Neal Auction Louisiana Purchase 2015

2 TEMPLE HEIGHTS The handsome Columbus, Mississippi townhouse, Temple Heights, was built by General Richard T. Brownrigg in 1837. Brownrigg had moved his family from Edenton, North Carolina to Mississippi a few years earlier and bought a 2,000 acre cotton plantation several miles outside of Columbus. The design of the house was inspired by Brownrigg’s wife’s family home in Edenton, Mulberry Hill. The Brownriggs sold Temple Heights in 1847. It would change hands several times over the next 120 years.
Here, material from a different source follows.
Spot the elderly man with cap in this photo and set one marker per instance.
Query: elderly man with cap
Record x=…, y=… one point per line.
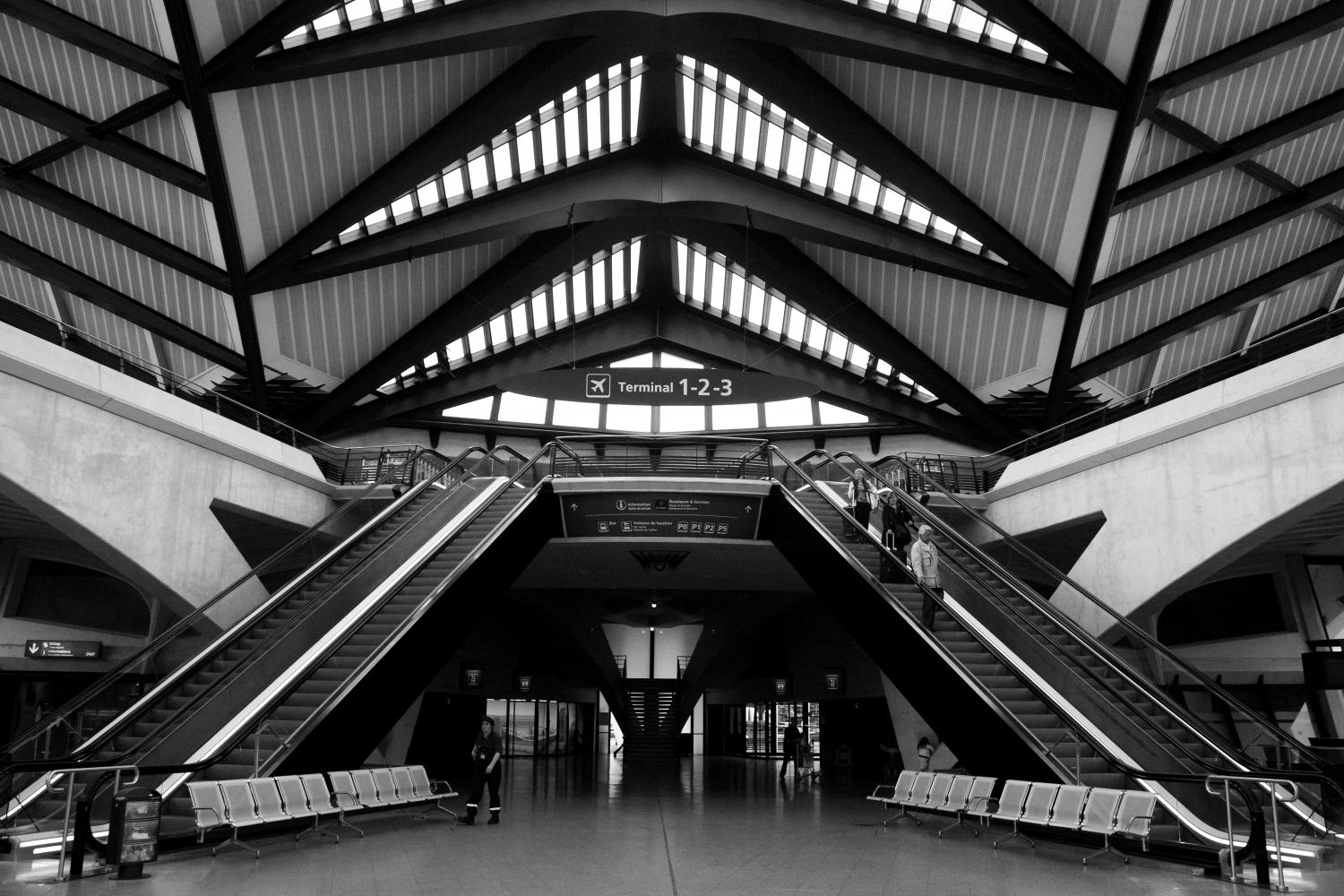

In 1967 Dixie Butler and her late husband, Carl, bought the then dilapidated property. The Butlers, both educators recently out of graduate school, undertook to restore the house, doing much of the work themselves. Not long after moving in, the Butlers opened the home for a candlelight tour for Columbus Pilgrimage. In a recent interview in the Columbus Dispatch , Mrs. Butler described that tour: “You can’t imagine what it looked like that first year. Fortunately everything and everybody looked better by candlelight”. The Butlers’ restoration of Temple Heights would be a labor of love spanning decades, during which they were advised by consultants John Webster Keefe, H. Parrott Bacot, James Del Prince and V.A. Patterson. They chose to preserve the 1830s character of the house, furnishing it with objects appropriate to the Brownrigg years, many collected in Mississippi and Alabama. Temple Heights is a Mississippi Historic Landmark, and is recorded in the Historic Buildings Survey and the National Register of Historic Places. Recognized as leading preservationists in Mississippi, Carl and Dixie Butler were instrumental in the creation of the Columbus Decorative Arts and Preservation Forum. In his 2002 article on Temple Heights for The Magazine Antiques , H. Parrott Bacot writes of the Butlers: “Their work should be an inspiration to others of modest means, showing that a restoration project need not be the exclusive bailiwick of millionaires”. Ref. Bacot. H. Parrott. “Living with antiques: Temple Heights, Columbus, Mississippi”, The Magazine Antiques , July 2002, pp. 96-105; “The Last Pilgrimage”, The Columbus Dispatch , April 5, 2015.